The source website uses <span class='energy-text energy-text--type-fire'>
to render inline energy icons. BeautifulSoup's get_text() was stripping
these spans, losing the energy type information and causing merged text
like 'Discard aEnergy' instead of 'Discard a Fire Energy'.
Changes:
- Add ENERGY_TEXT_TYPES mapping for inline energy references
- Add replace_energy_text_spans() to convert spans to text before extraction
- Add extract_effect_text() helper with proper text joining (separator=' ')
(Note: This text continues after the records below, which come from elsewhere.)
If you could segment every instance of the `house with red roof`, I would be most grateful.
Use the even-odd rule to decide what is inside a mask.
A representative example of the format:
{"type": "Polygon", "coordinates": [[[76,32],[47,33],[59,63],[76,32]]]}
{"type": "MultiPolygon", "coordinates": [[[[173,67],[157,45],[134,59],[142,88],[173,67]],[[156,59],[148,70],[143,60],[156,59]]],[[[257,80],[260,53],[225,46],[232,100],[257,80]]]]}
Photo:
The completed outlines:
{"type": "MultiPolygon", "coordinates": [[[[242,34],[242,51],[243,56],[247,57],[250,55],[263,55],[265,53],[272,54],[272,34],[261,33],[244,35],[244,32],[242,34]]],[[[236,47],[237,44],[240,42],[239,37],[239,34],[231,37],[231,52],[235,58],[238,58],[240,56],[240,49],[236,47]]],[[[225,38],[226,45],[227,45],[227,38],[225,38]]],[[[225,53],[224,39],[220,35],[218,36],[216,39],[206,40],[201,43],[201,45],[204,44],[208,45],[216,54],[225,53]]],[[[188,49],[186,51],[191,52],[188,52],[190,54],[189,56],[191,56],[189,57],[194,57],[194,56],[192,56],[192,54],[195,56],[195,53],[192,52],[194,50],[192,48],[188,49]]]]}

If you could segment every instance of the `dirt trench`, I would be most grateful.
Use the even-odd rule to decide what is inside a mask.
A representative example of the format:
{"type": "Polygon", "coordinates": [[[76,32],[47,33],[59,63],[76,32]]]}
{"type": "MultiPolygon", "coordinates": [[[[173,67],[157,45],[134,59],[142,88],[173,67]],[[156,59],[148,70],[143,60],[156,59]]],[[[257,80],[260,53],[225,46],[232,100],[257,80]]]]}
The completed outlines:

- Update parse_attack(), parse_ability(), _parse_trainer_details() to use it
- Fix JSON encoding in convert_cards.py to use UTF-8 (ensure_ascii=False)
Before: 'Discard an Energy from this Pokémon'
After: 'Discard a Fire Energy from this Pokémon'
Re-scraped all 372 cards and regenerated 382 definitions.
Scraper fixes:
- Detect fossil cards (Helix/Dome Fossil, Old Amber) as Trainer/Item cards
- Add text artifact cleaning for stripped energy icons:
- 'aEnergy' -> 'an Energy'
- 'extraEnergy' -> 'extra Energy'
- 'BenchedPokémon' -> 'Benched Pokémon'
- And 20+ other common patterns
Converter improvements:
- Add evolution chain validation to detect broken evolves_from references
- Track conversion errors and validation warnings in _index.json
- Return errors from convert_set() for better debugging
Data fixes:
- Fixed 4 fossil cards (now correctly typed as trainer/item)
- Fixed text artifacts in 46 raw card files
- Regenerated all 382 card definitions
- All evolution chains now valid
Added fix_raw_text.py utility script for batch text cleanup.